Rumus Present Perfect Tense dan Pola Kalimatnya
Kamu masih ingat nggak dengan pembahasan mengenai simple present tense yang memiliki dua jenis kalimat? Yap! Dalam present tense, terdapat jenis kalimat verbal dan kalimat nominal. Ternyata, kedua jenis kalimat tersebut ada di present perfect tense juga, guys. Maka dari itu, rumus dari present perfect tense terbagi menjadi dua.
Nominal Sentences (kalimat nominal) Present Perfect Tense
Kalimat nominal adalah kalimat yang tidak mengandung kata kerja seperti kata sifat, kata benda, dan kata keterangan. Yuk, lihat rumusnya di bawah ini!
Contoh kalimat:
(+) You have been a creative writer since 2018. (Kamu telah menjadi seorang penulis kreatif sejak tahun 2018.)
(-) We have not been hungry. (Kita belum merasa lapar.)
(?) Has she been very busy this week? (Apakah dia sangat sibuk pekan ini?)

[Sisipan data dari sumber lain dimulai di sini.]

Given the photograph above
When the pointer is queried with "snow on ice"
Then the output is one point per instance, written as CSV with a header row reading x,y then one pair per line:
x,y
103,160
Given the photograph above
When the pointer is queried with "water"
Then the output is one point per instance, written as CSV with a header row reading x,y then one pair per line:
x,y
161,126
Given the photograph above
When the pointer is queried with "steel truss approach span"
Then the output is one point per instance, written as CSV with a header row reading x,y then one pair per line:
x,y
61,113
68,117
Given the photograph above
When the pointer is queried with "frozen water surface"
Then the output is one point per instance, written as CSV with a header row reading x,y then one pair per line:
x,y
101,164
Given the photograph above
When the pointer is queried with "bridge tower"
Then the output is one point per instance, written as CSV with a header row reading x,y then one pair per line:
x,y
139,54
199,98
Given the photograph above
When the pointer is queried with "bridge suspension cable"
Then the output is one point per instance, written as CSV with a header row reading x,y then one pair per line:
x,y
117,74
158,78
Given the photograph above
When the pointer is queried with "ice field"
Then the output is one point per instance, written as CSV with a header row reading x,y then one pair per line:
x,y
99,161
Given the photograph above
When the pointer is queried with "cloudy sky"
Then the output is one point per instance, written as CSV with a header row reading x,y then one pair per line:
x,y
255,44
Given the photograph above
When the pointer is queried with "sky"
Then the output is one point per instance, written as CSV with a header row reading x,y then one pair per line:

Verbal Sentences (kalimat verbal) Present Perfect Tense
Pada kalimat verbal, setelah subjek akan diikuti oleh kata kerja (V) alias verb. Nah, tenses ini menggunakan kata kerja ketiga a.k.a verb 3, guys. Lihat rumus berikut ini:
Contoh kalimat:
- Bentuk kalimat positif:
I have eaten three a day. (Saya sudah makan tiga kali sehari.) - Bentuk kalimat negatif:
They have not paid their orders. (Mereka belum membayar pesanan-pesanan mereka.) - Bentuk Kalimat Interogatif:
Have they surprised Cintia? (Apakah mereka sudah memberi kejutan pada Cintia?)

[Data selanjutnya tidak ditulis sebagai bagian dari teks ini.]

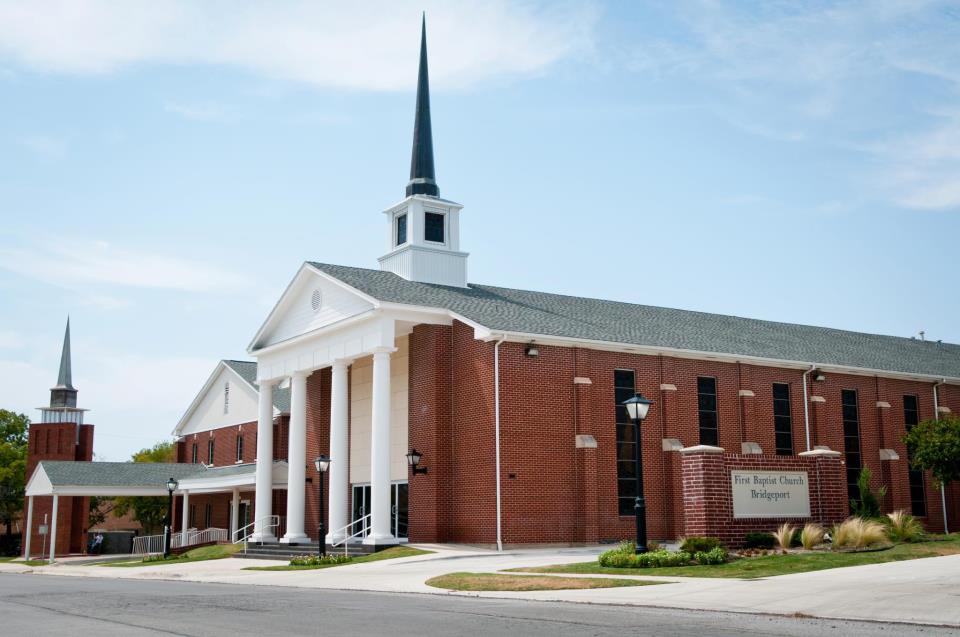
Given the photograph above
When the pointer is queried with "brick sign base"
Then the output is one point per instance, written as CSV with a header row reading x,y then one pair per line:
x,y
708,498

Important notes! Perhatikan catatan penting dalam kedua rumus di atas:
- Have/has termasuk ke dalam auxiliary verb.
- Auxiliary “have” digunakan untuk subjek I, you, dan plural subject lainnya, seperti; plural pronoun (they, we), plural noun (boys, men), dan compound subject dengan kata hubung “and” (you and I, Masha and David).

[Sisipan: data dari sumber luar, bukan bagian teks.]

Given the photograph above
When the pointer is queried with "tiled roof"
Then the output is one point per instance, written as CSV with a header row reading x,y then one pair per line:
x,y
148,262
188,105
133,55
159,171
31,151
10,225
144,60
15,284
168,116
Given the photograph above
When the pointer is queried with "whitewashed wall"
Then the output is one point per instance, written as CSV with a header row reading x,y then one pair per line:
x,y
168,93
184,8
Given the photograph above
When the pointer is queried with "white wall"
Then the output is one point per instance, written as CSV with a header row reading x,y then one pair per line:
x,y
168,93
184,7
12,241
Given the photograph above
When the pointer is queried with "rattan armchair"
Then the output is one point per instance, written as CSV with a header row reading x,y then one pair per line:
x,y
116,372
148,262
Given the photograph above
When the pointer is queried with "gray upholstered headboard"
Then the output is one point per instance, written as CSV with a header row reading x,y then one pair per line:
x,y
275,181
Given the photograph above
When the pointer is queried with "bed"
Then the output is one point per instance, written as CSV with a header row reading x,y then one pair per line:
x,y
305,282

- Sebaliknya, auxiliary “has” berlaku pada singular subject, yaitu kata ganti orang ketiga atau biasa dikenal juga sebagai third-person singular pronoun (he, she, it), dan singular noun seperti penyebutan nama orang (Grace, Cerci, etc).
- Pada bagian kalimat interrogative, lawan bicara cukup menjawab dengan “Yes, (I/you/we/they) have” atau “Yes, (he, she, It) has” untuk jawaban “Iya”.
Sementara itu, apabila jawabannya “Tidak”, maka bisa tambahkan not, seperti “No, (I/you/we/they) haven’t” atau “No, (he, she, It) hasn’t”.
Contraction dalam Present Perfect Tense
Sebelumnya, kita pernah membahas bahwa subject + auxiliary verb dapat disingkat atau dibuat menjadi contraction pada pembahasan simple future tense. Nah, pada tenses ini pun terdapat aturan yang sama. Berikut list detail yang bisa kamu lihat:
Bentuk positif present perfect tense
- I have: I’ve
- You have: You’ve
- We have: We’ve
- They have: They’ve
- She has: She’s
- He has: He’s
- It has: It’s
Bentuk negatif present perfect tense
- I have not: I haven’t
- You have not: You haven’t
- We have not: We haven’t
- They have not: They haven’t
- She has not: She hasn’t
- He has not: He hasn’t
- It has not: It hasn’t
See? Kalau ada pertanyaan menggunakan Yes/No Question, maka kamu dapat menggunakan contraction di atas, seperti pada pada contoh kalimat tanya nominal sentences dan verbal sentences yang sudah kita bahas sebelumnya.